Fran has improved dramatically and returned home and you have since found out that she had been experiencing the symptoms of CHF for quite some time but had not reported them to you on your regular visits. Her function is not what it was but she has had regular OT input to assist her function at home. She tells you that she got ‘quite a fright’ and has been talking with her children about what she would like if it or something more serious happens again. She says she wants people to know about this so ‘the right thing can be done in the future’.
You have worked very closely with Fran and developed an advance care plan stating her wishes should she become unable to express them. You also broached the idea of Fran completing the relevant documents to ensure medical and financial power of attorney but Fran opted to complete these at a later date with her family. She has been given all relevant information to consider……
The years pass and you have noticed a gradual decline in Fran’s physical health she has also developed mild cognitive impairment but still lives at home comfortably with the appropriate supports. Eight years later, you are looking for change in your work and decide to move to residential care. You and Fran say your goodbyes……..

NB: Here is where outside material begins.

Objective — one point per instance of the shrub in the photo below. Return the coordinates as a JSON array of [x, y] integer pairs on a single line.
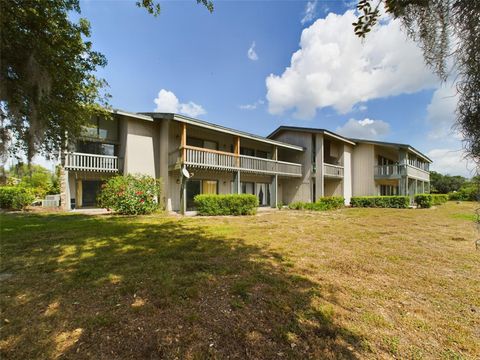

It’s now twelve years later. You have been working in residential care at St Jude’s Residential Care Service for the past four years as you were ready to take on the challenges and rewards of residential care. Fran has come to St Jude’s after an ACAS assessment determined she was eligible to receive high care. You are shocked at how different she looks and you wouldn’t be surprised if she had less than twelve months to live. After some time, initial ACFI assessment shows that her PAS Score indicates moderate cognitive impairment (there is no additional medical history). Her COPD and CHF are now in the advanced stages. You see Kim and Mick again and inquire if anyone has been given legal authority to make decisions on Fran’s behalf? Neither Kim nor Mick are aware of anything and you rightly suppose that Fran had not discussed this with her children, they do however, still have the ACP that Fran had drafted many years ago and they both indicated that they knew these were Fran’s wishes and that they ‘just want what Mum would want’.
Fran’s overall condition improves due to the excellent care she is receiving and she enjoys living at St Jude’s for three and a half years. During the last six months of her stay, Fran’s physical condition deteriorates and everyone agrees that it is likely that she will die soon. Kim and Mick decide to contact Karen and tell them about Fran’s condition. Karen arrives and demands invasive procedures and active treatment for Fran but Karen and Mick disagree. Karen then demands that Fran be sent to hospital ‘so they can fix her’. A common situation…..
Choosing the role of either yourself as a clinician, Fran, Kim, Mick or Karen, critically reflect on this case study paying attention to key challenges (and goals to overcome them) that you identify. Use evidence based literature to support your argument.